И вот теперь ты плачешь, одеваясь, в комнате, а в голове заевшей пластинкой повторяется неотвязно: знаешь, что Чак заложил Вольфсона, знаешь?
27
Клуб прятался в полуподвале, как и все московские клубы. У входа толпилась орава ребят в шинелях, пальто не по росту, в майках с портретом бородача в обрамлении колючки. Ни за что бы сюда не пошел, думает Глеб, если б знал, что здесь такие уроды. Лучшие силы сопротивления антинародному режиму. Силы сопротивления. Ну-ну. По мне - пэтэушники, быдло.
К началу концерта он опоздал. Оси не видно, на сцене интеллигентного вида худой очкарик, правой ладонью отбивает ритм, кричит в микрофон. Глеб слышит слова - все мы тепличные выродки из московского гетто, - и замирает. Мы жили в особом мире, словно в теплице. Мои одноклассники, Таня, мархишные девушки, девочки-мальчики из Интернета. Мир московских художников, мир математических символов, цифр и байт Интернета - лишь разные облики одного и того же. Московское гетто, лучше не скажешь.
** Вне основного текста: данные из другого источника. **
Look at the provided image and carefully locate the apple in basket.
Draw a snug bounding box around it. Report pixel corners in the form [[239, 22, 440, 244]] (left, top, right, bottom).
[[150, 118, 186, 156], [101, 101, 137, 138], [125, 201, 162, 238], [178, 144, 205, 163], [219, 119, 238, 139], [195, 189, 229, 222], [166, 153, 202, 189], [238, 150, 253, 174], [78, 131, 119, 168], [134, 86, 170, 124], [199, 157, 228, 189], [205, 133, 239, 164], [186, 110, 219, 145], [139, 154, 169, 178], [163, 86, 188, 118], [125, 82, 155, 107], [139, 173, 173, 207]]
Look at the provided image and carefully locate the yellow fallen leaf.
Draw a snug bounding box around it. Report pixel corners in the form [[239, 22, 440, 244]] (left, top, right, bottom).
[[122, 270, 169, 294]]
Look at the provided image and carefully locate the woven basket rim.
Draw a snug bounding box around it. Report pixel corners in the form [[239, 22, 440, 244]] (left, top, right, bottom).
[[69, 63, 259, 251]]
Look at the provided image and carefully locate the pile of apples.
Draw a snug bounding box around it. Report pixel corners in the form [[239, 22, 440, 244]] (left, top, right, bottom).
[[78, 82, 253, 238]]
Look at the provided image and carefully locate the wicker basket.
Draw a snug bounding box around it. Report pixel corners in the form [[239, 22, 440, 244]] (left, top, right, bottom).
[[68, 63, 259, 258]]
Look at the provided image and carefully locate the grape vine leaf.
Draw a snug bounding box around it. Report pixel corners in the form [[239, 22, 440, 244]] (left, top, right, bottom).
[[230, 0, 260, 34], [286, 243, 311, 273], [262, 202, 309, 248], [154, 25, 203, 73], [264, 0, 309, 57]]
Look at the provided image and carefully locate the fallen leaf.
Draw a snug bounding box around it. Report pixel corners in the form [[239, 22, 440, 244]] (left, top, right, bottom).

Все листья станут зелеными,
Ресницы все станут пушистыми,
И все котята, и все утята
Запомнят войну с фашистами.
Спокойной ночи, спокойной ночи,
Спокойной ночи малыши!
Слова разбираешь сквозь шум барабанов, сквозь рев гитары. Интересно, думает Глеб, а "Спокойной ночи, малыши" еще живы? Как там Степашка и Филя? Трудно представить их в новой реальности. Степашке и Филе нету здесь места: нет, словно "Эрике", продуктовым заказам, Самиздату и песням Высоцкого. Все эти вещи, далекие друг от друга, вместе ушли на дно, как Атлантида. Нельзя сказать, что Глеб о них жалеет.
Малыши уснули спокойно
И ничего не хотят,
Ведь их охраняет память
Память котят и утят.
Память грязного снега,
Память осенней листвы
И память русских колоний
Украины и Литвы
Под рев набитого пьяными подростками зала Глеб понимает: именно сейчас его война обрела слова. Его война - воспоминание детства, немного сентиментальное, в одном ряду со Степашкой и Филей, с котятами, утятами, невозможностью помыслить Украину и Литву русскими колониями, а не братскими республиками. Детская трогательность котят и утят не исключает военной жестокости. В конце концов, котята и утята тоже не дожили до 1996 года.